She has not worked in France for a long time, but she ardently wishes that her country of origin continued to shine in the sky of science. Emmanuelle Charpentier, co-recipient of the 2020 Nobel Prize in Chemistry with American Jennifer Doudna for the invention of the Crispr-CAS9 genetic scissors, has never hesitated to invest his energies in advancing French research. When the Bettencourt-Schueller Foundation asked her to be the godmother of a new Impulsscience award designed to support mid-level scientists, the microbiologist and geneticist immediately agreed. “This is the support that I would like to take, because my recognition came later,” she explains. On the occasion of the presentation of the seven laureates of this award, Emmanuelle Charpentier gave one of her (rare) interviews to L’Express magazine. She talks about the advantages, but also about the difficulties of organizing research in our country, about the need to better meet foreign scientists and, conversely, not to be afraid of a brain drain…

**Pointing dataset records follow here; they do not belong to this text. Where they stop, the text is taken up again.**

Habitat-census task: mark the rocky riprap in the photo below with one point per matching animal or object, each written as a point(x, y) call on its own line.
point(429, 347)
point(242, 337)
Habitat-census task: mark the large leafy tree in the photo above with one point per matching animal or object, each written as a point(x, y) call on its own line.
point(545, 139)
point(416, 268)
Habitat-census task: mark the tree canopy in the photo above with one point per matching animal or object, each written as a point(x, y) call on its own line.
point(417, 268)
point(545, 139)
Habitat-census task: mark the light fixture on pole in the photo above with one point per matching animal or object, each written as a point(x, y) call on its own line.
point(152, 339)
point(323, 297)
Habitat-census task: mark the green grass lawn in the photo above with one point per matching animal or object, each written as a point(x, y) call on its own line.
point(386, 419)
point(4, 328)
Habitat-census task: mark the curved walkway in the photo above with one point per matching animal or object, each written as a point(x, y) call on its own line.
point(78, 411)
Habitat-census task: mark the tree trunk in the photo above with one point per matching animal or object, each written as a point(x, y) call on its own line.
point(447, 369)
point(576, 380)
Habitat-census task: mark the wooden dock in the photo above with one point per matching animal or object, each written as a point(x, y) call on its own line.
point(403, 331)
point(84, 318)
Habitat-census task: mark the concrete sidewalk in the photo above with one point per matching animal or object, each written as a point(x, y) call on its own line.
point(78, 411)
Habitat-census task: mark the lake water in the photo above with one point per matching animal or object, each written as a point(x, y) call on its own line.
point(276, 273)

L’Express: France spends 2.3% of its GDP on research, compared to 3.04% in Germany, where you’ve lived for over a decade. How do you explain such a gap compared to such a close country?
Emmanuelle Charpentier: We must not forget that Angela Merkel was in power for sixteen years and that she was a scientist by education, like her husband. They must have counted! In France, there has been an obvious and acute need for decades to significantly increase the budget for science. But it’s not just about money. There’s also the way it’s spent and structural differences with a lot of organizations, which means we have a very fragmented funding system here. But for all that, I’m not convinced that Germany is more productive than France, despite a larger public research budget.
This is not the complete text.